On the other hand, if you want lengthy discussions about Big Ideas, turn to Stanford or to BBC or Australian Radio. Stanford offers two serious podcasts, with vastly different hosts and tones. In Philosophy Talk, John Perry and Ken Edwards, both noted scholars, raise questions both eternal and current: on love, human rights, neuroscience, and climate change. Each episode features the two hosts in an often animated and playful discussion, a visiting expert, audience participation, and a person-on-the-street interview. (Note: This is the only podcast that is not free, but subscribing at philosophytalk.org gives you each week’s new episode for free. Start now and you’ll have a decent collection for July and August.)

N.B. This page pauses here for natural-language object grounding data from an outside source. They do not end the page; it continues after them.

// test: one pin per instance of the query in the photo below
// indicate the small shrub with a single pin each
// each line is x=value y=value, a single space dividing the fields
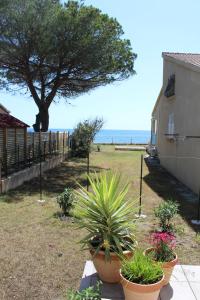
x=83 y=136
x=91 y=293
x=65 y=200
x=141 y=269
x=165 y=213
x=163 y=244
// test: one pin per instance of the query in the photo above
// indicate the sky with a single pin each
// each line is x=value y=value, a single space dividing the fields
x=152 y=27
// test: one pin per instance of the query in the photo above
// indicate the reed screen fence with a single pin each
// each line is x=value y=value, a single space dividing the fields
x=20 y=149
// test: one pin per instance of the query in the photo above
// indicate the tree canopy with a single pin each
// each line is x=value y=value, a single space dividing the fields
x=54 y=50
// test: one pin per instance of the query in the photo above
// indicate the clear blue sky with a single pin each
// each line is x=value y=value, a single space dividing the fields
x=152 y=26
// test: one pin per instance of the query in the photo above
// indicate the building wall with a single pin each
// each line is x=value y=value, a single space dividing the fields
x=180 y=154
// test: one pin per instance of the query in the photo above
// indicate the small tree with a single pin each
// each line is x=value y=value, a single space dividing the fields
x=83 y=136
x=52 y=49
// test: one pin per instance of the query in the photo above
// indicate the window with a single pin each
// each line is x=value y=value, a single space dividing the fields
x=170 y=89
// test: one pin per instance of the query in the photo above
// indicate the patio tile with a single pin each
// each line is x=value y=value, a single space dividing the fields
x=192 y=273
x=177 y=291
x=196 y=289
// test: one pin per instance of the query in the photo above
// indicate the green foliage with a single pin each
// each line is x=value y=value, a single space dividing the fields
x=106 y=214
x=163 y=244
x=141 y=269
x=91 y=293
x=51 y=49
x=165 y=212
x=83 y=135
x=65 y=200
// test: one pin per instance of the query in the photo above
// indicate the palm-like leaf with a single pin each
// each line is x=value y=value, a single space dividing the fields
x=106 y=214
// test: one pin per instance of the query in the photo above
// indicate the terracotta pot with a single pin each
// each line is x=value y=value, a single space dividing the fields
x=167 y=267
x=135 y=291
x=108 y=271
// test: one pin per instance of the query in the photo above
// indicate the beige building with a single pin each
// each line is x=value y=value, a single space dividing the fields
x=176 y=118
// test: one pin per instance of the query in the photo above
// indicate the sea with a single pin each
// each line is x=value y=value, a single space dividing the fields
x=113 y=136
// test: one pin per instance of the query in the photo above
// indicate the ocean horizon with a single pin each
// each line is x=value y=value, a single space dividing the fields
x=116 y=136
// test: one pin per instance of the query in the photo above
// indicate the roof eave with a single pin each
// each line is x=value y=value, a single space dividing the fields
x=181 y=63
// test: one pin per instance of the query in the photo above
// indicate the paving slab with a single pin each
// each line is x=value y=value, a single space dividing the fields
x=184 y=284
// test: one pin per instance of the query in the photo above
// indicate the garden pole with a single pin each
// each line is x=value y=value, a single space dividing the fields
x=40 y=154
x=140 y=215
x=88 y=169
x=141 y=173
x=197 y=221
x=40 y=175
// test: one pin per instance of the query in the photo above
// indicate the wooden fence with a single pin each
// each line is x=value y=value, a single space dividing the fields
x=20 y=149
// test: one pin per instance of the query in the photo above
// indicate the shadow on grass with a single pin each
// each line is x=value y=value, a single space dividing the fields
x=68 y=174
x=168 y=187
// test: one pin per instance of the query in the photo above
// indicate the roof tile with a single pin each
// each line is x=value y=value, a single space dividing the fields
x=190 y=58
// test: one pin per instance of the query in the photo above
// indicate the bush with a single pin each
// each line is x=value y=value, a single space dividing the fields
x=91 y=293
x=65 y=200
x=163 y=246
x=165 y=212
x=141 y=269
x=83 y=136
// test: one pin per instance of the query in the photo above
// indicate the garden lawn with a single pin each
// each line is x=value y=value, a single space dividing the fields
x=39 y=254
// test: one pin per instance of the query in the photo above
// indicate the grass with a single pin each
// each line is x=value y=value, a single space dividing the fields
x=39 y=254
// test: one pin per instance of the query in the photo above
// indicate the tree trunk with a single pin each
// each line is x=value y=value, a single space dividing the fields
x=42 y=120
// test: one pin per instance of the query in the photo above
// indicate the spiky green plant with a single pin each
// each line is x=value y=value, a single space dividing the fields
x=141 y=269
x=107 y=214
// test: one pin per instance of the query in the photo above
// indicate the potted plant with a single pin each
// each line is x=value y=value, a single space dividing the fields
x=163 y=251
x=108 y=216
x=163 y=240
x=141 y=278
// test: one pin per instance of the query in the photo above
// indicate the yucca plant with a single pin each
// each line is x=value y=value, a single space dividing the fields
x=107 y=214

Robert Harrison’s Entitled Opinions takes itself as seriously as Philosophy Talk does lightly. Harrison, a Stanford Italian literature professor and rock band member, combines those and many other interests into an erudite, wide-ranging show on big books (Moby Dick, Aristotle’s Poetics), big ideas (Beauty, Extinction), and the unclassifiable (Blues, Tennis, Hermaphroditism, the Unabomber). If you enjoyed college profs with giant vocabularies, creative minds, and large egos, you’ll love Harrison. Even if you are annoyed by him, you’ll learn a lot.
Finally, our English-speaking cousins across the Atlantic and the Pacific also offer big thinking, but in a characteristically understated way. David Edmonds (Oxford) and Nigel Warburton (Open University) provide succinct insights into major philosophers and issues in the aptly named Philosophy Bites. Each episode consists of an interview with a contemporary thinker on his or her work, covering literally everything from nonexistence on up. Warburton’s recently published A Little History of Philosophy (Yale) demonstrates in print how well the show can make difficult ideas comprehensible.
In Our Time, from bbc.co.uk, pre-sents a weekly discussion of topics in philosophy, religion, history, science, and culture. Host Melvyn Bragg asks three British dons to explain the nature and significance of great authors, thinkers, events, and eras. Although the content is as esoteric as Harrison’s — the Upanishads, Fermat’s Last Theorem, Neoplatonism, the Druids — the show is conducted with understated learning and dry wit. In just under 45 minutes, each topic is defined, explained, and put in perspective.
Finally, try The Philosopher’s Zone from Australian broadcasting, in which host Alan Saunders, literally up until the day of his untimely death in 2012, talked about philosophical ideas with wit, passion, and compassion — and with one of the richest voices on radio since Orson Welles. His range can be seen in a single episode, “The Evil of the Daleks” (1/13/12), in which he uses the utterly amoral aliens of the “Dr. Who” TV series to explore the extreme end of the moral spectrum.
You’ll certainly come home with new ideas, maybe some new course materials, or some reading plans. Just don’t become so engrossed you forget the sunscreen.